Only some 2,000 adult giant pandas are currently living in their natural habitat – the mountain forests of southwestern China. The species is classified as “Vulnerable” on the IUCN Red List. “Despite extensive conservation efforts, we still cannot guarantee the long-term survival of these animals in the wild,” says Zoo and Tierpark Director Dr Andreas Knieriem. “We would like to take advantage of the popularity of these charismatic ambassadors for species protection to draw our visitors’ attention to how human activity is putting species all over the globe at risk of extinction.” The story of the giant panda is proof that conservation measures can work. In 2021, the Chinese government announced that the species is no longer considered at risk of extinction. “As a zoological facility, we are part of a global species conservation network,” explains curator Dr Florian Sicks. “The successful conservation of giant pandas is thanks to the joint commitment of zoos, conservation agencies and local authorities – and Pit and Paule represent a small but important part of those global conservation efforts.”
Zoo Berlin has been home to Germany’s only giant pandas since summer 2017. The giant panda has become a global symbol of endangered species. A panda features in the famous logo of WWF, for example – one of the world’s best-known wildlife conservation organisations. Giant pandas were once found from right up in the northeastern part of China all the way down into Myanmar and Vietnam. Today, their territory has shrunk to the sparse coniferous and deciduous woods of the mountainous regions around China’s Sichuan, Shaanxi and Gansu provinces. With their very particular nutritional needs and extremely short mating season of only around 72 hours a year, giant pandas are particularly affected by the loss of their native habitat. Finding food and a mate is increasingly difficult in China’s fragmented nature reserves.
Giant panda facts & figures
- Zoo Berlin welcomed its first ever giant panda in 1936 – a male by the name of Happy.
- In 1958, female panda Chi Chi made a brief three-week stopover at Tierpark Berlin. She was the muse that later inspired the WWF’s world-famous logo.
- In 1980, Berlin’s first panda couple Bao Bao and Tjen Tjen arrived in the western part of the city as a gift from the Chinese leader Hua Guofeng to German Chancellor Helmut Schmidt.
- Bao Bao lived to the ripe old age of 34, eventually passing away in 2012 as the oldest male panda in the world at that time.
- In June 2017, thanks to the efforts of Chancellor Angela Merkel, panda pair Meng Meng and Jiao Qing arrived at Zoo Berlin.

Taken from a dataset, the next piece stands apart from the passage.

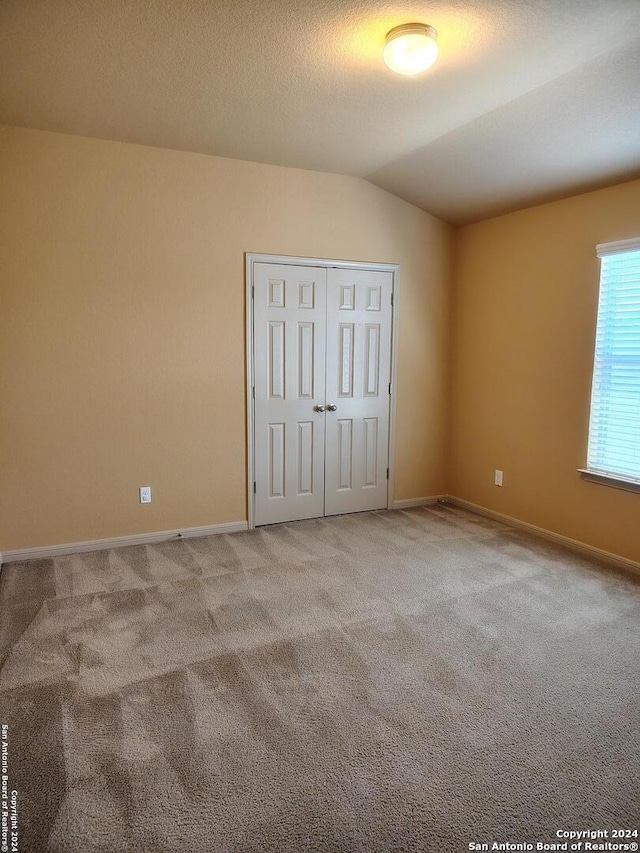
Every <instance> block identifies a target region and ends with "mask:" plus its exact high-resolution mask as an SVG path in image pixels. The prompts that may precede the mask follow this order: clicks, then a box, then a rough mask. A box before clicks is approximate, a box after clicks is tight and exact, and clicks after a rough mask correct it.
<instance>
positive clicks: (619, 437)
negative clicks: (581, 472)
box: [585, 239, 640, 491]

- On 31 August 2019, female panda Meng Meng (now aged 10) gave birth to two cubs: Pit, who weighed 186 grams, and Paule, 136 grams. Father Jiao Qing (now 13) has not been involved in the rearing of the cubs, as is normal for giant pandas.
- The most recent estimates suggest that there are only 1,864 adult giant pandas living in their natural habitat – with almost 70 percent of them in state nature reserves.